When the Beatles first came over, my grandmother showed me, at age nine, the Life Magazine that just came, with the group looking so cocky on the cover– and then there was the hair! I’m ashamed to admit this now, but I took an immediate dislike and doodled all over their faces. Of course, I hadn’t heard the music yet but I soon-enough became a fan, in spite of myself. I wasn’t overly-keen on “I Want to Hold Your Hand,” though, but I flipped when I heard “Please Please Me–that was the clincher, and I never looked back (though, as the resident Beatles fan (my brother was into the Rolling Stones, we sometimes had British Invasion Battles in the room we shared) I had to walk on eggshells during the scandalous “more popular than Jesus” daze.
Then there were the teen girls down sat the end of the cul-de-sac–avid George Harrision fanatics (heard his sister a few years ago at a Beatles convention)– who made a practice of sitting in daddy’s T-Bird convertible screaming at the top of their lungs like they were Beatlemaniacs at concert or in the Ed Sullivan Show.
Speaking of which, I was so angry once when our family, at a visit to family friends and watching TV, decided to leave right at the 8pm starting time. My folks couldn’t understand what “the big deal” was (though in as couple years my mother, a professional performer who also was the arranger in an all-female pop/folk group, needed to borrow my Beatles records to learn some of their songs before they toured at various state fairs, USO shows overseas, etc.
I still remember their versions of “All My Loving,” “Ob-La-Di, Ob-La-Da,” and “With a Little Help with My Friends,” though I’m pretty sure they altered the “get a little high with my friends” line…

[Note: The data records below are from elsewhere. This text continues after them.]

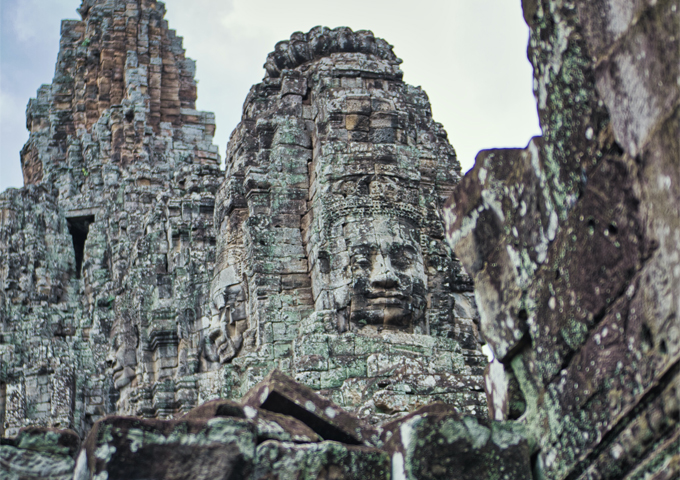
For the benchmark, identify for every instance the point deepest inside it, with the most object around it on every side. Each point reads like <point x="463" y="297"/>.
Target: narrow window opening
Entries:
<point x="79" y="227"/>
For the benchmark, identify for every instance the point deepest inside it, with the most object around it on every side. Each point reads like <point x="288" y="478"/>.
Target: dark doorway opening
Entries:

Did you see the book about “Revolver” being discussed on “Chicago Tonight,” tonight? The author talked about how Paul gradually overtook John as the star of the Fab Four and the evolution from love songs to searching-the-soul songs. Congratulations, Kit, on “Deep Beatles”!
linda
Something New was a really important album for me as a kid, and I am listened to it the other day to get my energies flowing for a Beatle-related writing project. Any Time At All is a great example of how L/M espoused reciprocity and equality in male-female relationships.